Si deve, comunque, riconoscere che i paesi del Mediterraneo, come Italia, Grecia, Malta e Cipro, non ricevono pieno sostegno da parte di altri Paesi UE più distanti dalle fonti migratorie, al fine di poter adeguatamente controllare le proprie frontiere (che sono anche “comuni”). Le politiche sin qui condotte per la redistribuzione dei Migranti in Italia ed in Europa stanno provocando malumori tra le popolazioni dinanzi ad un fenomeno massiccio di ingresso di stranieri non adusi ai nostri costumi sociali e spesso autori di gravi reati.

Il problema attuale dei migranti, in Europa, è quello del ricollocamento. Le cifre dell’Unhcr, l’Agenzia dell’Onu per i rifugiati, dicono che solo una minima parte dei migliaia di migranti arrivati in Italia e Grecia, negli ultimi anni, è stata ricollocata negli altri Stati dell’Unione. Il fallimento si spiega con il rifiuto di molti paesi ad accogliere anche un solo migrante.

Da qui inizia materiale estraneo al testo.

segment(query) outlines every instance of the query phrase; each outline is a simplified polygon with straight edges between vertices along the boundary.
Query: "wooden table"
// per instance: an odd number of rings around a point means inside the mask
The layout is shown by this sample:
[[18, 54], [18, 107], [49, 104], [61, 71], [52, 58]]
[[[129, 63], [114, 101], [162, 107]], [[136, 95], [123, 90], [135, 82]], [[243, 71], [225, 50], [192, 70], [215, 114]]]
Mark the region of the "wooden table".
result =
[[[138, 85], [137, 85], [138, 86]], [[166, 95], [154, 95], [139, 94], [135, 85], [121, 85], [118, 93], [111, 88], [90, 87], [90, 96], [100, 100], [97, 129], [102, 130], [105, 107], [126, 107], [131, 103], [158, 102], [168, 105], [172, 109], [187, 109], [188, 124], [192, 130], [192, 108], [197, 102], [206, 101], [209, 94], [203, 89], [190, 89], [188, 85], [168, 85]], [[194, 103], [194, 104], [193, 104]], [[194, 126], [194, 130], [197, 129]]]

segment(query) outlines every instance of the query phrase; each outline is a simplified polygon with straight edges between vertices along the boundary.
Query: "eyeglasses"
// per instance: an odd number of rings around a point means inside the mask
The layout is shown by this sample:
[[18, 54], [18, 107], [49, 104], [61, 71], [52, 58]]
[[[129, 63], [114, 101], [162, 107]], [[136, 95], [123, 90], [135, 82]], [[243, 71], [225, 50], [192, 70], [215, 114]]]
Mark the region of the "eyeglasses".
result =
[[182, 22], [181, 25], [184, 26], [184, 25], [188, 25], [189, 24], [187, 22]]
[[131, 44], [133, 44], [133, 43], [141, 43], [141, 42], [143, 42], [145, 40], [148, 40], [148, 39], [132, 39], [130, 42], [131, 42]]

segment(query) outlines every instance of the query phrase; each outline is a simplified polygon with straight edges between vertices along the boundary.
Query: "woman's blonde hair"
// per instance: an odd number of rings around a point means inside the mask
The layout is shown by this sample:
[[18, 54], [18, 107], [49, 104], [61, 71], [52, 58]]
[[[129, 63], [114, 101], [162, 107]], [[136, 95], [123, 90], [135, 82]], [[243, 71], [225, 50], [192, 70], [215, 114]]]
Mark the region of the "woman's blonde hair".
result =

I paesi del blocco di Visegrad: Polonia, Slovacchia, Repubblica Ceca e Ungheria, non hanno accolto neanche un migrante. Tutti gli altri hanno aperto le frontiere ad un numero inferiore rispetto a quello previsto

La Tratta dei Minori

Una volta definito l’atteggiamento dell’Europa in tema di flussi migratori e Diritto d’asilo,è necessario affrontare i problemi connessi allo sfruttamento dei migranti per scopi illeciti ed, in particolare, quello della tratta dei minori.

Il 30 luglio scorso è stata celebrata la Giornata Mondiale contro la tratta di Persone, stabilita dall’Assemblea generale dell’ONU. con risoluzione A/RES/68/192 del 2013. Ancora oggi ogni paese nel mondo è colpito dal traffico di esseri umani, sia come Paese d’origine, di transito o di destinazione delle vittime. In un documento diffuso dalla LIDU Onlus, si sottolinea che “la stragrande maggioranza delle vittime del traffico a scopo di sfruttamento sessuale e il 35% di quelle trafficate per il lavoro forzato sono donne. I conflitti aggravano ulteriormente la vulnerabilità, con i civili vittime dei gruppi armati e i trafficanti che approfittano degli sfollati.

Il traffico di persone è un grave crimine e una grave violazione dei diritti umani “. Ogni anno, migliaia di uomini, donne e bambini cadono nelle mani dei trafficanti, nei loro Paesi e all’estero. La Risoluzione dell’ONU definisce la tratta di persone come “ il reclutamento, il trasporto, il trasferimento, l’ospitare o il ricevere persone, mediante la minaccia o l’uso della forza o di altre forme di coercizione, il rapimento, la frode, l’inganno, l’abuso di potere o di una posizione di vulnerabilità o il dare o ricevere pagamenti o benefici per ottenere il consenso di una persona che ha il controllo su un’altra persona, a scopo di sfruttamento”. Lo sfruttamento comprende lo sfruttamento della prostituzione altrui o altre forme di sfruttamento sessuale, il lavoro o i servizi forzati, la schiavitù o pratiche simili alla schiavitù, la servitù o il prelievo di organi.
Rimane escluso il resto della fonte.